The mobile phone has become the favored communication hub for the majority of American teens.
Cell-phone texting has become the preferred channel of basic communication between teens and their friends, and cell calling is a close second. Some 75% of 12-17 year-olds now own cell phones, up from 45% in 2004. Those phones have become indispensable tools in teen communication patterns. Fully 72% of all teens2 – or 88% of teen cell phone users — are text-messagers. That is a sharp rise from the 51% of teens who were texters in 2006. More than half of teens (54%) are daily texters.
Among all teens, their frequency of use of texting has now overtaken the frequency of every other common form of interaction with their friends.
Fully two-thirds of teen texters say they are more likely to use their cell phones to text their friends than talk to them to them by cell phone.
One in three teens sends more than 100 text messages a day, or 3000 texts a month.
Daily text messaging by teens to friends has increased rapidly since early 2008. Some 38% of teens were daily texters in February 2008, and that has risen to 54% of teens who use text daily in September 2009. Of the 75% of teens who own cell phones, 87% use text messaging at least occasionally. Among those texters:
Calling is still a central function of the cell phone for teens and for many teens, voice is the primary mode of conversing with parents.

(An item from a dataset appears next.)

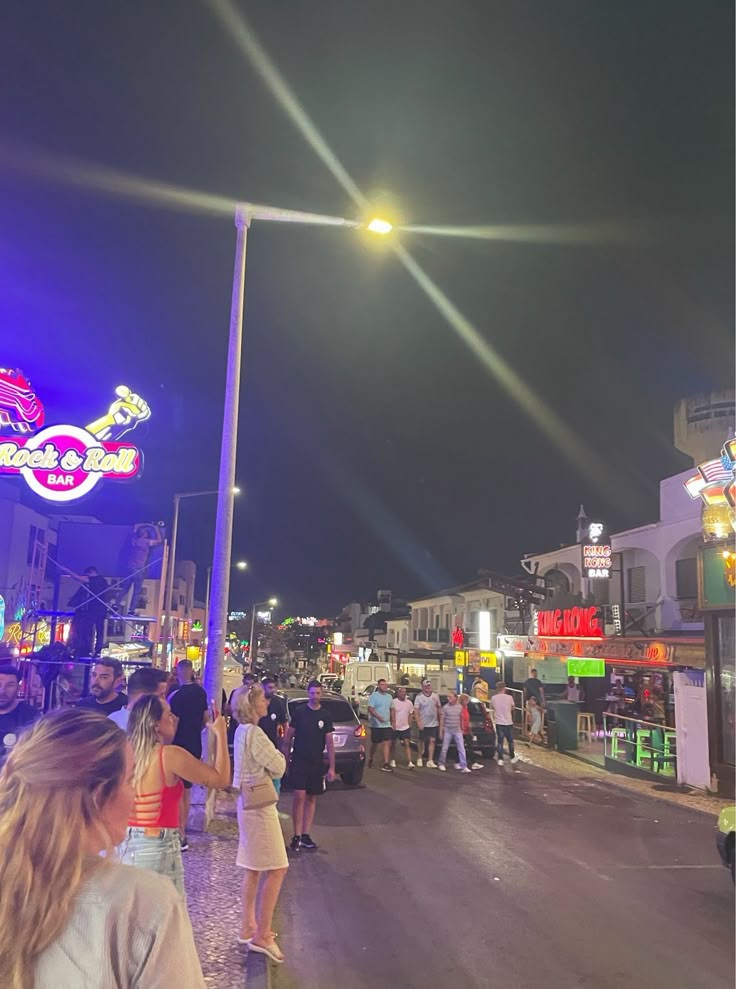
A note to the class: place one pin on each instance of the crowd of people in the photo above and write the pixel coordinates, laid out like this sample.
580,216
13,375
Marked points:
87,792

Among cell-owning teens, using the phone for calling is a critically important function, especially when it comes to connecting with their parents. But teens make and receive far fewer phone calls than text messages on their cell phones.
Teens typically make or receive 5 calls a day. White teens typically make or receive 4 calls a day, or around 120 calls a month, while black teens exchange 7 calls a day or about 210 calls a month and Hispanic teens typically make and receive 5 calls a day or about 150 calls a month.